É nesse ambiente que a Toyota tenta correr atrás de rivais como BYD e Tesla, usando tecnologia e fornecedores chineses para reduzir custos e encurtar ciclos de desenvolvimento.
O caso mais simbólico é o bZ3X, apontado como o EV mais acessível da Toyota na China, com preço inicial de 109.800 yuans (equivalente a R$ 79.100).
Entre setembro de 2025 e janeiro de 2026, o bZ3X liderou as vendas de veículos de nova energia entre marcas de joint venture no país, somando EVs a bateria e híbridos plug-in.
Um relatório recente do Nikkei xTECH descreveu o fenômeno como “bZ shock”, dizendo que Toyota e outras japonesas, como a Nissan, passaram a depender mais de componentes chineses.
Analistas estimam que quase 90% das peças do bZ3X sejam chinesas, com desenvolvimento liderado pela joint venture local GAC Toyota.
Mesmo com mais de 80.000 unidades vendidas no primeiro ano, o sucesso teria um efeito colateral, porque o Nikkei afirma que fornecedores do grupo “Toyota Keiretsu” no Japão perderam contratos.
(Keiretsu é um sistema japonês de alianças empresariais, onde empresas independentes (fabricantes, fornecedores, distribuidores) colaboram estreitamente e detêm participações acionárias cruzadas entre si.)
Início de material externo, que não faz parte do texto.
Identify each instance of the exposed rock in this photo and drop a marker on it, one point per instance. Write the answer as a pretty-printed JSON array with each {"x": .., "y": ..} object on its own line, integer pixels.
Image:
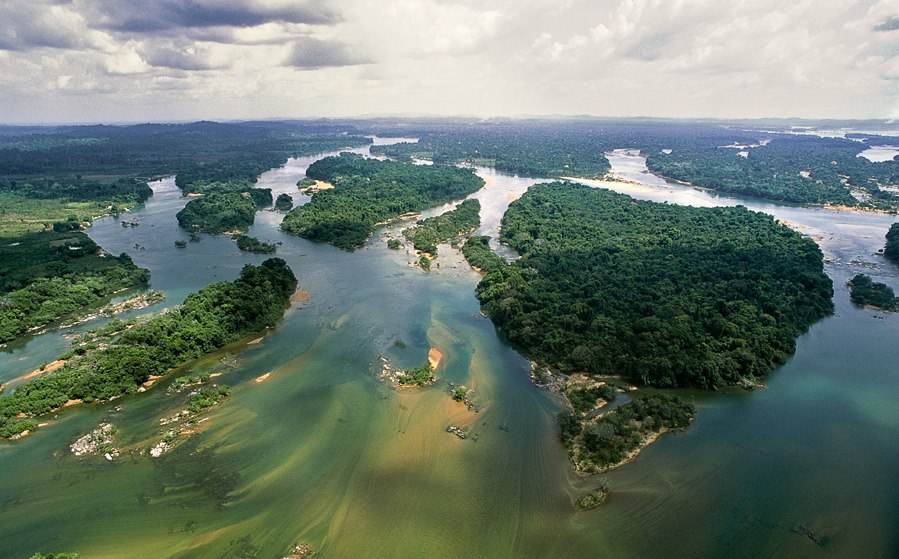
[{"x": 97, "y": 441}]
A mudança não ficou restrita a um modelo, pois a Toyota lançou o bZ5 e, mais recentemente, o bZ7 como topo de linha, ambos recheados de peças locais, com o bZ7 trazendo cerca de 30% de componentes chineses.
A montadora também é apontada como interessada em levar tecnologia chinesa para EVs vendidos fora da China, incluindo regiões como o Sudeste Asiático, num sinal de que o “padrão China” pode virar exportação.
Outras japonesas estão no mesmo trilho, e a Nissan, via Dongfeng Nissan, estaria aumentando exportações de EVs para a Europa e outros mercados, incluindo o N7.
A pressão é tão forte que a Honda admitiu recentemente perda de competitividade frente à tecnologia chinesa de EVs e alertou para custos de reestruturação que podem chegar a 2,5 trilhões de ienes (aproximadamente R$ 82,7 bilhões).
Com isso, marcas japonesas e suas redes de fornecedores, antes conhecidas por vantagem de custo, parecem estar pagando o preço do atraso em EVs e ficando cada vez mais dependentes da China para competir.